Nearly 50 Royal Caribbean passengers tested positive for COVID in cruise industry setback
Nearly 50 cruise passengers and crew have tested positive for COVID-19, a setback for an industry forced to shut down for more than a year due to the pandemic.
A total of 48 people aboard Royal Caribbean’s Symphony of the Seas have tested positive for the virus, a spokesperson for the cruise line wrote in a statement to News week on Sunday. The ship sailed from Miami on December 11 and returned on Saturday.
All crew members have been vaccinated and tested for the virus every week, while 95% of the 6,091 passengers have been fully vaccinated, the statement said. Ninety-eight percent of those infected with the virus have been vaccinated.
“Each person quickly entered quarantine,” the statement said. “Everyone who tested positive was asymptomatic or had mild symptoms, and we are constantly monitoring their health.”

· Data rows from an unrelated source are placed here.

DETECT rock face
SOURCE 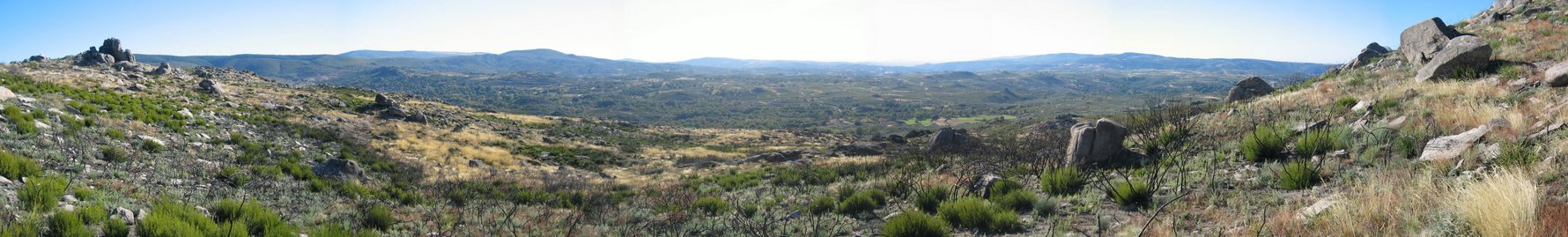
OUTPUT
[1224,77,1273,102]
[1339,42,1389,70]
[1421,126,1491,160]
[1416,36,1491,80]
[1399,18,1460,64]
[925,127,973,154]
[197,78,229,96]
[312,159,366,179]
[1068,118,1128,165]
[1546,61,1568,88]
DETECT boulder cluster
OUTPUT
[77,38,137,66]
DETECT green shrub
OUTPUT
[1106,181,1154,205]
[100,146,129,161]
[0,151,44,181]
[141,140,163,152]
[18,176,66,211]
[103,218,130,237]
[1335,96,1361,113]
[810,196,838,215]
[692,196,729,215]
[77,204,108,225]
[883,211,951,237]
[1242,126,1284,161]
[914,187,951,213]
[1279,160,1322,190]
[48,211,92,237]
[987,179,1024,197]
[1295,129,1345,155]
[1493,143,1542,167]
[360,205,396,231]
[1039,167,1085,195]
[839,191,881,215]
[991,190,1035,211]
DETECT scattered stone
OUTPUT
[1416,36,1491,80]
[1421,126,1491,160]
[1224,77,1273,102]
[199,78,229,96]
[925,127,975,154]
[1066,118,1128,165]
[1399,18,1460,64]
[312,159,366,179]
[1546,61,1568,88]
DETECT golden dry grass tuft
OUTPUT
[1449,169,1540,237]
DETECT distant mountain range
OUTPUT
[137,48,1331,83]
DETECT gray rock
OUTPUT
[1399,18,1460,64]
[1546,61,1568,88]
[1416,36,1491,80]
[1339,42,1389,70]
[925,127,975,154]
[1224,77,1273,102]
[197,78,229,96]
[1066,118,1128,165]
[1421,126,1491,160]
[312,159,366,179]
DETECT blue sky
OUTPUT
[0,0,1491,63]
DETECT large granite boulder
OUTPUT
[1224,77,1273,102]
[1416,36,1491,80]
[1399,18,1460,64]
[1421,126,1491,160]
[1066,118,1128,165]
[925,127,975,154]
[312,159,366,179]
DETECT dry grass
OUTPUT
[1449,169,1540,237]
[1313,169,1447,235]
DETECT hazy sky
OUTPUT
[0,0,1491,63]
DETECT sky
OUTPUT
[0,0,1491,63]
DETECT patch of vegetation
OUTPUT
[1242,126,1286,161]
[1039,167,1085,195]
[883,211,951,237]
[1278,160,1322,190]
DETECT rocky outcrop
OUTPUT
[196,78,229,96]
[1421,126,1491,160]
[1337,42,1391,70]
[1416,36,1491,80]
[1544,61,1568,88]
[1066,118,1128,165]
[1399,18,1460,64]
[1224,77,1273,102]
[925,127,975,154]
[312,159,366,179]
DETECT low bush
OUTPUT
[1039,167,1085,195]
[48,211,92,237]
[0,151,44,181]
[100,146,130,161]
[1106,181,1154,205]
[103,218,130,237]
[914,187,951,213]
[1295,129,1345,155]
[991,190,1037,211]
[692,196,729,215]
[1278,160,1322,190]
[883,211,951,237]
[1242,126,1286,161]
[18,176,66,213]
[360,205,396,231]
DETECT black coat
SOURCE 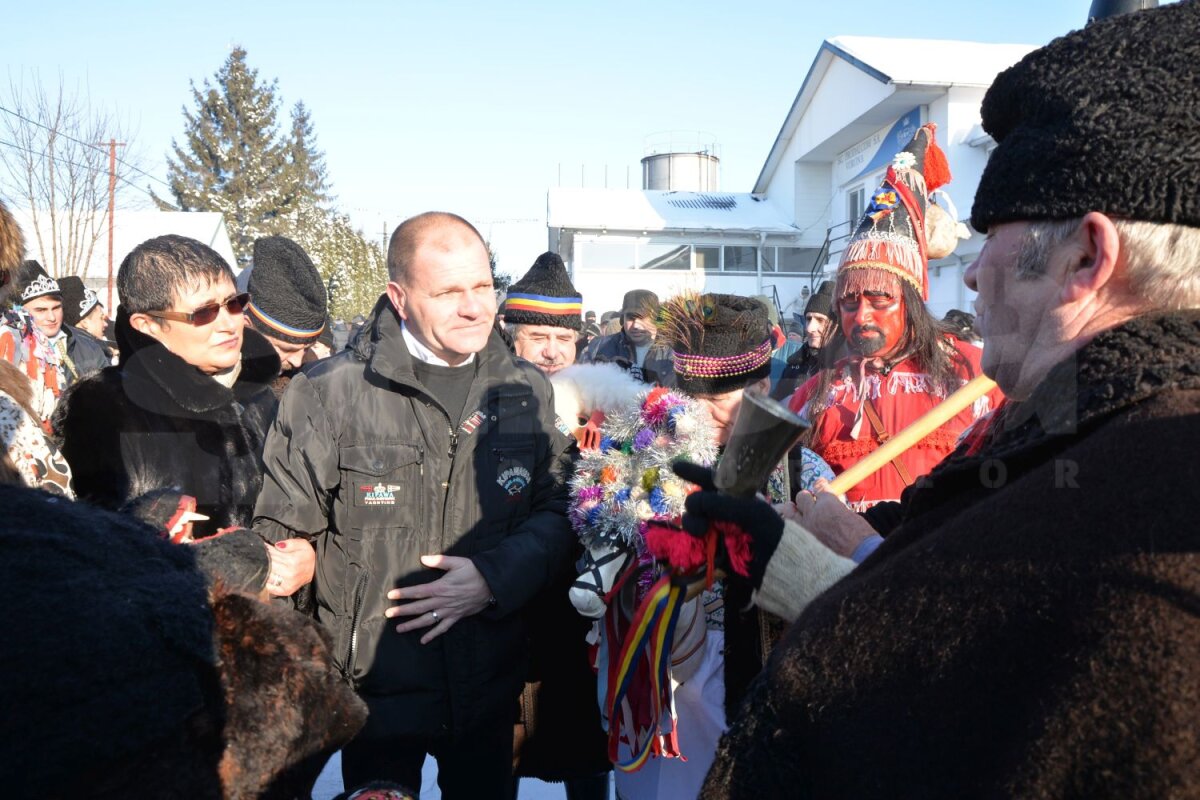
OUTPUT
[62,325,113,380]
[54,314,280,537]
[701,311,1200,800]
[254,297,575,739]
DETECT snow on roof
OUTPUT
[546,188,796,233]
[828,36,1037,86]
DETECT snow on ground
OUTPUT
[312,753,609,800]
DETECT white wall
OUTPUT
[767,58,895,225]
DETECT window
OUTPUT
[696,245,721,272]
[637,242,691,270]
[725,245,758,272]
[846,184,866,228]
[763,247,821,273]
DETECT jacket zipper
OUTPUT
[344,572,367,686]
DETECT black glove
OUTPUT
[671,461,784,589]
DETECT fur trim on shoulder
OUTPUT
[550,363,647,425]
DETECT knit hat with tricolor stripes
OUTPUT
[504,253,583,331]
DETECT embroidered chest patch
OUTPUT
[359,483,401,506]
[458,411,484,437]
[496,464,530,497]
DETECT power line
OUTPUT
[0,137,179,211]
[0,106,170,190]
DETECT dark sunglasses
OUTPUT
[146,291,250,326]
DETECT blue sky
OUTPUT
[0,0,1091,275]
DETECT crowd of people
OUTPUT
[0,0,1200,800]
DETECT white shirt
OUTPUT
[400,320,475,367]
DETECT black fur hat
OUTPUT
[971,0,1200,231]
[0,486,366,798]
[59,275,100,325]
[503,253,583,331]
[658,294,774,396]
[246,236,328,344]
[804,281,834,319]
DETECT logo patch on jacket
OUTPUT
[496,464,530,497]
[359,483,401,506]
[458,411,484,437]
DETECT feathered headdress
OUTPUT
[836,122,958,300]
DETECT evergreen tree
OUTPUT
[284,203,388,319]
[287,101,332,205]
[155,47,328,265]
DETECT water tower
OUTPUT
[642,131,721,192]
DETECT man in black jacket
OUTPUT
[256,212,575,799]
[684,1,1200,800]
[580,289,674,386]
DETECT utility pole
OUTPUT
[97,139,125,313]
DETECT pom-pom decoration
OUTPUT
[569,387,716,553]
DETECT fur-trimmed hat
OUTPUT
[835,122,958,300]
[802,281,834,321]
[658,294,774,395]
[504,252,583,331]
[971,0,1200,231]
[59,275,100,326]
[246,236,328,344]
[18,260,62,303]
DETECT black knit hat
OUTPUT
[971,0,1200,231]
[59,275,87,325]
[17,261,62,302]
[804,281,833,319]
[504,253,583,331]
[658,294,774,395]
[247,236,326,344]
[620,289,659,319]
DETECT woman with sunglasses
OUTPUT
[55,235,312,595]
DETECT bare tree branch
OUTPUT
[0,73,145,276]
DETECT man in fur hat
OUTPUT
[246,236,326,395]
[791,124,998,511]
[688,0,1200,800]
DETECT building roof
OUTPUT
[827,36,1034,88]
[546,188,796,234]
[754,36,1037,194]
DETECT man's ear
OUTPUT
[1062,211,1121,302]
[388,281,408,321]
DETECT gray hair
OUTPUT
[1016,218,1200,311]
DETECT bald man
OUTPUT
[256,212,575,800]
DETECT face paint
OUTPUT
[838,291,906,357]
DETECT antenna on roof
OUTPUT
[1087,0,1158,25]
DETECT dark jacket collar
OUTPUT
[116,308,280,414]
[354,295,512,386]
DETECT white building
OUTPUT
[547,36,1034,317]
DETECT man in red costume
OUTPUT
[790,124,1001,511]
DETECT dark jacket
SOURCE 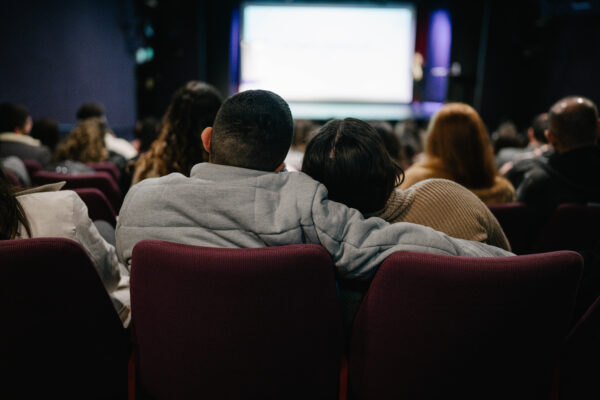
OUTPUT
[517,146,600,215]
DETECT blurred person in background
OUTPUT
[131,81,223,185]
[400,103,515,205]
[0,103,50,166]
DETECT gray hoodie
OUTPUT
[116,163,512,279]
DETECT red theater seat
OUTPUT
[31,171,123,213]
[348,251,582,399]
[131,240,343,399]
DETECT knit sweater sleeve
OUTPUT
[388,179,510,250]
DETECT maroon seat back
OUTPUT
[558,297,600,400]
[0,238,130,399]
[131,240,342,399]
[488,202,540,254]
[533,203,600,253]
[87,161,121,182]
[73,188,117,227]
[31,171,123,213]
[348,251,582,399]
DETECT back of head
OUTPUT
[152,81,223,175]
[54,118,108,163]
[370,121,402,162]
[31,118,60,151]
[77,103,106,121]
[0,168,30,240]
[531,113,549,143]
[0,103,31,132]
[210,90,294,171]
[549,96,598,150]
[302,118,403,214]
[425,103,496,189]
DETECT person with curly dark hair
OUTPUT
[54,118,108,163]
[131,81,223,185]
[302,118,510,250]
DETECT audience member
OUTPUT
[0,103,50,165]
[517,96,600,214]
[131,81,223,185]
[0,175,129,320]
[116,90,510,279]
[31,118,60,153]
[400,103,515,205]
[302,118,510,250]
[54,118,108,163]
[500,113,554,188]
[76,103,137,161]
[48,118,108,174]
[496,113,552,174]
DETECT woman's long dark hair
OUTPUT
[302,118,404,214]
[0,169,31,240]
[153,81,223,175]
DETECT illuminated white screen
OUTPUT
[239,4,414,118]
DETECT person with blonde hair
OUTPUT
[54,118,108,163]
[400,103,515,205]
[131,81,223,185]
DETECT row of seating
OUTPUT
[14,161,600,254]
[24,160,123,212]
[0,238,600,399]
[490,202,600,254]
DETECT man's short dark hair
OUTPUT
[549,96,598,149]
[302,118,404,214]
[0,103,31,132]
[77,103,106,121]
[210,90,294,171]
[531,113,549,143]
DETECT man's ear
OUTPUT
[275,163,285,172]
[200,126,212,153]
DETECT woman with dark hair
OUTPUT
[54,118,108,163]
[302,118,510,250]
[132,81,223,184]
[400,103,515,205]
[0,169,31,240]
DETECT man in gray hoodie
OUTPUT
[116,90,511,280]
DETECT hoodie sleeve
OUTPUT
[312,184,513,279]
[71,192,121,293]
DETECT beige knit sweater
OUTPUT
[400,159,515,206]
[370,179,510,251]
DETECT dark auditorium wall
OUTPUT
[480,0,600,130]
[0,0,136,127]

All passengers over 12 are required to show proof of their vaccination, along with their last dose of vaccine at least 14 days before departure, according to the cruise line. Children aged five to 11 “can show full proof of vaccination and follow protocols for vaccinated guests.”
A reminder is not currently required, although the cruise line recommends passengers receive it before departure, according to its website.
The cruise industry has been hit particularly hard by the virus, as many cruise ships experienced outbreaks in the first weeks of the pandemic. In March 2020, the Centers for Disease Control and Prevention issued a banning navigation order that lasted until June 2021.
From June 26 to October 21, cruise lines reported 1,359 cases of COVID-19 on their ships, according to a CDC report. There have been several outbreaks, most notably on a cruise to Norway, where 17 people tested positive for the virus earlier in December.
The outbreak comes as coronavirus cases increase in the United States and the rapidly spreading Omicron variant leaves the future of the pandemic uncertain.
The United States recorded a seven-day average of 125,775 new cases per day on Saturday, up from 88,229 a month earlier, according to CDC data.
Health experts believe cases will only increase in the coming weeks as the Omicron variant takes hold in the United States. Scientists in South Africa, where the variant was discovered, found that Omicron appears to spread more than twice as fast as the Delta variant, which was previously the most infectious variant.
Francis Collins, director of the National Institutes of Health, warned in an interview with National Public Radio on Sunday that the United States could see up to 1 million new cases per day as a result of the variant.
âEven though the risk of severity is a bit lower, we could have a million cases a day if we aren’t really careful with all of these mitigation strategies,â Collins warned.